Active settings for the provided settings type.

default(settings_type: _SettingsTypeT)#

Default settings for the provided settings type.

delete_all_active_settings() None#

Delete all active settings files.

delete_all_backups() None#

Delete all backup files.

project(settings_type: _SettingsTypeT)#

Project settings for the provided settings type.

user(settings_type: _SettingsTypeT)#

User settings for the provided settings type.

Configure Visual Studio Code (VSC) for Pigweed projects.

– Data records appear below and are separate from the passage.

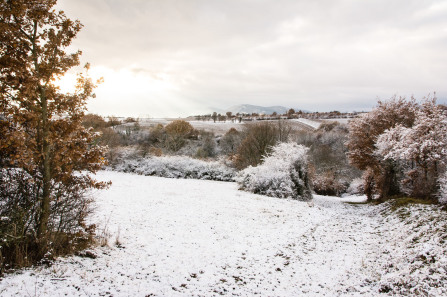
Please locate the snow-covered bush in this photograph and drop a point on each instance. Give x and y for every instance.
(420, 150)
(356, 187)
(176, 167)
(282, 174)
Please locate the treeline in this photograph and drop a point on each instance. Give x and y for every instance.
(290, 114)
(401, 147)
(329, 169)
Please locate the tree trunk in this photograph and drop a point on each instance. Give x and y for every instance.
(46, 177)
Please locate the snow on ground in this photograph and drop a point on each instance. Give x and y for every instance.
(311, 123)
(206, 238)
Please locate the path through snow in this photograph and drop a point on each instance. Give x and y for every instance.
(205, 238)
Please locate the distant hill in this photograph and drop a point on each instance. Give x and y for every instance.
(249, 109)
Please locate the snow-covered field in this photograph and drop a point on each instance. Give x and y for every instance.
(206, 238)
(310, 123)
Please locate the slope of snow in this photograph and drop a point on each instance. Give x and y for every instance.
(206, 238)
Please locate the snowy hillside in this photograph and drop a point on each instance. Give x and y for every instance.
(172, 237)
(249, 109)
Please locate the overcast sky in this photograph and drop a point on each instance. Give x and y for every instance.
(184, 57)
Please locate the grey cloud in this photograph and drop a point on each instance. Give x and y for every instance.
(332, 53)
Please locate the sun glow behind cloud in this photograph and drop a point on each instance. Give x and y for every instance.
(132, 92)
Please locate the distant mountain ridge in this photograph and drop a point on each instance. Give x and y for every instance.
(249, 109)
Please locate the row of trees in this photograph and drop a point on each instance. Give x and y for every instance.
(402, 147)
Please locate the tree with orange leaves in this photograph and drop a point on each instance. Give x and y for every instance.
(42, 136)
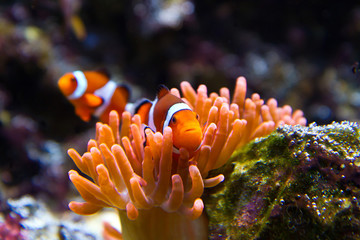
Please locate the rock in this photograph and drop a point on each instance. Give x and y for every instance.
(297, 183)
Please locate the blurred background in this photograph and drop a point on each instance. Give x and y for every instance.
(304, 55)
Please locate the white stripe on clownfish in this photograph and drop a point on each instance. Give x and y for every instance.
(172, 110)
(151, 122)
(106, 93)
(81, 85)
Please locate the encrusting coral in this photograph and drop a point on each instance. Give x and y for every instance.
(151, 187)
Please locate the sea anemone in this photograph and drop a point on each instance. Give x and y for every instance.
(159, 196)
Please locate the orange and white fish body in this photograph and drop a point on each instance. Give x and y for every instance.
(169, 110)
(93, 93)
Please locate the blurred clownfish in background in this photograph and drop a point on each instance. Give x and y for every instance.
(169, 110)
(93, 93)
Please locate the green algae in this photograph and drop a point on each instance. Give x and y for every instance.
(298, 182)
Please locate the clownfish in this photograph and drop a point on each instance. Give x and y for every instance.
(169, 110)
(93, 93)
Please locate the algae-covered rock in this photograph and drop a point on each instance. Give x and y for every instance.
(297, 183)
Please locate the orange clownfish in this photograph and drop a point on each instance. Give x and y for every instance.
(169, 110)
(93, 93)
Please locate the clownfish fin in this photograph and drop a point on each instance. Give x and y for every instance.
(125, 90)
(162, 91)
(104, 71)
(92, 100)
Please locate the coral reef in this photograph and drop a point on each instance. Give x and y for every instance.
(130, 177)
(30, 218)
(297, 183)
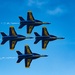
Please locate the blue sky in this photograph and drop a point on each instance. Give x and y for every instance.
(61, 53)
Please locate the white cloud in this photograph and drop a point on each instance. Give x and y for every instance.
(56, 11)
(36, 3)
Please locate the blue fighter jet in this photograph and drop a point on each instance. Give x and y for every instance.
(13, 38)
(45, 37)
(28, 56)
(31, 22)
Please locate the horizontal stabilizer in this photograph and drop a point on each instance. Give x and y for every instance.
(36, 34)
(19, 60)
(19, 53)
(36, 41)
(21, 18)
(3, 42)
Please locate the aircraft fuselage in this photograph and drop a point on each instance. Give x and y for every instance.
(18, 37)
(34, 22)
(46, 38)
(31, 56)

VSC recognizes three sources of configurable settings:

  1. Project settings, stored in {project root}/.vscode/settings.json

  2. Workspace settings, stored in (workspace root)/.vscode/settings.json; a workspace is a collection of projects/repositories that are worked on together in a single VSC instance

  3. The user’s personal settings, which are stored somewhere in the user’s home directory, and are applied to all instances of VSC

This provides three levels of settings cascading:

Workspace <- Project <- User

… where the arrow indicates the ability to override.

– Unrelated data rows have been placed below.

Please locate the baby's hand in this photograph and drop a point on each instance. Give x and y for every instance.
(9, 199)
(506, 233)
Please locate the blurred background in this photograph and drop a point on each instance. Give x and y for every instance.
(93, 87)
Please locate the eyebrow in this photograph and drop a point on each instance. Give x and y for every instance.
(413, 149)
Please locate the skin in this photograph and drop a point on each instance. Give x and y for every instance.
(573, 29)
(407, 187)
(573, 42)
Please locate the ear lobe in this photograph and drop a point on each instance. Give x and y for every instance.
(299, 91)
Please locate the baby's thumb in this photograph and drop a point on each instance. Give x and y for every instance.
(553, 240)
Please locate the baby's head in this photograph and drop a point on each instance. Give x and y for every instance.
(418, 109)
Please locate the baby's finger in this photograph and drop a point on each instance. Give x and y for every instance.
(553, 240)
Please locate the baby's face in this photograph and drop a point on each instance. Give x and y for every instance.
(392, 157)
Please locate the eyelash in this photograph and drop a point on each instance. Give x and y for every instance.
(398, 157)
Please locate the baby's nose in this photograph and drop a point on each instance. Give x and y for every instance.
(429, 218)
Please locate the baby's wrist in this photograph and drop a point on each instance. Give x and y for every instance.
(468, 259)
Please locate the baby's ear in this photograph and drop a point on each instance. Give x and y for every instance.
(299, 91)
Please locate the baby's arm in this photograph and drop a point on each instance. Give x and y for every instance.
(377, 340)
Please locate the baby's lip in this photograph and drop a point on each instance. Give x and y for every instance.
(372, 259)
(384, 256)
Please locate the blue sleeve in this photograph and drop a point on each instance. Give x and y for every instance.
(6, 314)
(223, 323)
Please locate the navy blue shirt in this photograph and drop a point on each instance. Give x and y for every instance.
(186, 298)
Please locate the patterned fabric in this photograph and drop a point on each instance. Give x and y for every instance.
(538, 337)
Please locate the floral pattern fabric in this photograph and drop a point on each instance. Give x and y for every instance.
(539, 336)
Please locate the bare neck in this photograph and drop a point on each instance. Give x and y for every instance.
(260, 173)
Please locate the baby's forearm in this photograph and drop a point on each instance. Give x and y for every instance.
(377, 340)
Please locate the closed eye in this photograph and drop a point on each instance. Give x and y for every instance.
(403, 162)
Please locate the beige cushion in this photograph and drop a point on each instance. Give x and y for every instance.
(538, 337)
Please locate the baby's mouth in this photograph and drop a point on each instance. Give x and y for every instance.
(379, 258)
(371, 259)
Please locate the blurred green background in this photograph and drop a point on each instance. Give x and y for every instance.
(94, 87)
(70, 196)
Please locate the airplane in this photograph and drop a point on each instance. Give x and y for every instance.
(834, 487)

Out of these three, only project settings are useful to Pigweed projects. User settings are essentially global and outside the scope of Pigweed. Workspaces are seldom used and don’t work well with the Pigweed directory structure.

Nonetheless, we want a three-tiered settings structure for Pigweed projects too:

  1. Default settings provided by Pigweed, configuring VSC to use IDE features

  2. Project-level overrides that downstream projects may define

  3. User-level overrides that individual users may define

We accomplish all of that with only the project settings described in #1 above.

Default settings are defined in this module. Project settings can be defined in .vscode/pw_project_settings.json and should be checked into the repository. User settings can be defined in .vscode/pw_user_settings.json and should not be checked into the repository. None of these settings have any effect until they are merged into VSC’s settings (.vscode/settings.json) via the functions in this module. Those resulting settings are system-specific and should also not be checked into the repository.

We provide the same structure to both tasks and extensions as well. Defaults are provided by Pigweed, can be augmented or overridden at the project level with .vscode/pw_project_tasks.json and .vscode/pw_project_extensions.json, can be augmented or overridden by an individual developer with .vscode/pw_user_tasks.json and .vscode/pw_user.extensions.json, and none of this takes effect until they are merged into VSC’s active settings files (.vscode/tasks.json and .vscode/extensions.json) by running the appropriate command.

class pw_ide.vscode.VscSettingsManager(
pw_ide_settings: PigweedIdeSettings,
settings_dir: Path | None = None,
file_format: _StructuredFileFormat | None = None,
types_with_defaults: dict[_SettingsTypeT, Callable[[pw_ide.settings.PigweedIdeSettings], OrderedDict[str, Any]]] | None = None,
)#

Manages all settings for Visual Studio Code.

class pw_ide.vscode.VscSettingsType(value)#

Visual Studio Code settings files.

VSC supports editor settings (settings.json), recommended extensions (extensions.json), tasks (tasks.json), and launch/debug configurations (launch.json).